Ennis' evisceration of Wolverine in Punisher is very far from his best work. Its version of Wolverine was a deliberate conflation of all the cliches that had dominated the character for years - the endless tough-guy talk, the stream of internal monologue and so forth. It was a calculated piece of bad writing, parodying and mimicking the worst and least inspired Wolverine stories of the last ten years, and showing how one of Marvel's better characters could so easily degenerate into a ridiculous collection of tics.
And then beating the living shit out of him, in the slapstick ultraviolence style which characterises black comedy approach that dominates Ennis' take on the Punisher - one which recognises the obvious absurdity of the character and deals with it by playing it as a consciously ludicrous wish-fulfilment fantasy, for readers to laugh with rather than seriously endorsing.
So, Frank Tieri wishes to answer back on behalf of his character.
[Now, if I was a talent on the level of Frank Tieri, I think the last thing I would do is invite direct comparisons with Garth Ennis. On a certain level, I almost have to admire Tieri's insane disregard for common sense in even trying. Nonetheless, I will resist the temptation to draw direct comparisons. They would give the unwarranted impression that Tieri is in the same league. And let's be blunt, Ennis could phone in a script from the pub at 2.30am, and it would still be better than 99% of Tieri's published output. If I were to say that Tieri was the poor man's Garth Ennis, it would be an insult to the taste of Big Issue vendors.
The issue consists, in its entirety, of a fight between Wolverine and the Punisher. The nominal basis is that the Punisher isn't very happy that Wolverine installed a new mob leader in the previous storyline, but that's just an excuse for the fight.
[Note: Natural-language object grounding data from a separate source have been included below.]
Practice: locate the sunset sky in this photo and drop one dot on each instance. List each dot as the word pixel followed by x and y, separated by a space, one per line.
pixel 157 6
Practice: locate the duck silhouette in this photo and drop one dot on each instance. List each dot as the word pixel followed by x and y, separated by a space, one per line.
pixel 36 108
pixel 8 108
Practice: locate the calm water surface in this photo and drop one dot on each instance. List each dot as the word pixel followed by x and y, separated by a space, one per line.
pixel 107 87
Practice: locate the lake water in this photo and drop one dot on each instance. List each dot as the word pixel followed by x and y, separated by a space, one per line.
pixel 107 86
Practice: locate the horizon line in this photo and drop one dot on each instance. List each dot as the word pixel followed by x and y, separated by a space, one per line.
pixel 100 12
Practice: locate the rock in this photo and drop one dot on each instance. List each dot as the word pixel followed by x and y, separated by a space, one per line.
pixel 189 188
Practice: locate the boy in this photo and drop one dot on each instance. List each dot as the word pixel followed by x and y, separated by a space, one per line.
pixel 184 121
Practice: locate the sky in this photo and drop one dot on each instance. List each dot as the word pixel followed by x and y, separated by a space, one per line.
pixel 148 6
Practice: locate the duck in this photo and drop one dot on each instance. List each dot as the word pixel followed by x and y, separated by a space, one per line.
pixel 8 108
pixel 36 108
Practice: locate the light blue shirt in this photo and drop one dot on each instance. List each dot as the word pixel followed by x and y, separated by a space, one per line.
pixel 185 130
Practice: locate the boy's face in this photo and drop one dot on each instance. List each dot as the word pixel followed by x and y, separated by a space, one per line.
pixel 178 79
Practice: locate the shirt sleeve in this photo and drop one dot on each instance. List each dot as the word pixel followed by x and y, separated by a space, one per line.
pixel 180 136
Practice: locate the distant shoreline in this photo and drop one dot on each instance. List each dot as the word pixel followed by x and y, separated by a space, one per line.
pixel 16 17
Wolverine delivers a rather dry argument to the effect that the Punisher is a nutcase who shouldn't be taken seriously, thereby missing the point of the Punisher's comic by a million miles. Finally, Tieri's attempt at revenge on behalf of his character is to tell us that the Punisher is gay.
Tieri manages to take aim at a barn door target in the form of the Punisher, and fail to land a single hit. His criticism of the character is already implicit in the way the character's been written for years, save for that embarrassing period in the mid-nineties when they seemed to be taking him at face value. The point of the Punisher is that he's a lunatic obsessive on a futile mission; Tieri seems to have missed the fact that this is a deliberate feature of the concept. Moreover, Tieri proves unable to dramatise any of his points. His story is just a mediocre fight scene with two people talking at one another. And protestations of the importance of moral ambiguity sit uneasily coming from a writer like Tieri, whose back catalogue contains some of the most simplistic nonsense Marvel have published in recent years.
Having failed to make any convincing response to Ennis at all, Tieri finally resorts to "Oh yeah? Well, your character's gay."
You almost feel sorry for the poor sod. It's like watching a comedian die on stage. This is quite, quite terrible. It lacks intelligence, insight, wit, imagination... it's totally worthless. It's downright moronic. Moronic can work when it's cut with something a little cleverer - look at Ennis. But this is just the pure stuff, utterly moronic from start to finish.
Terry and Rachel Dodson are hopelessly miscast with the Punisher and Wolverine in the first place, but this still represents a month of their lives they could have spent on something more productive.
This is horrible. A self-indulgent in-joke of no merit whatsoever, which should never have made it past pitch stage, let alone onto the shelves.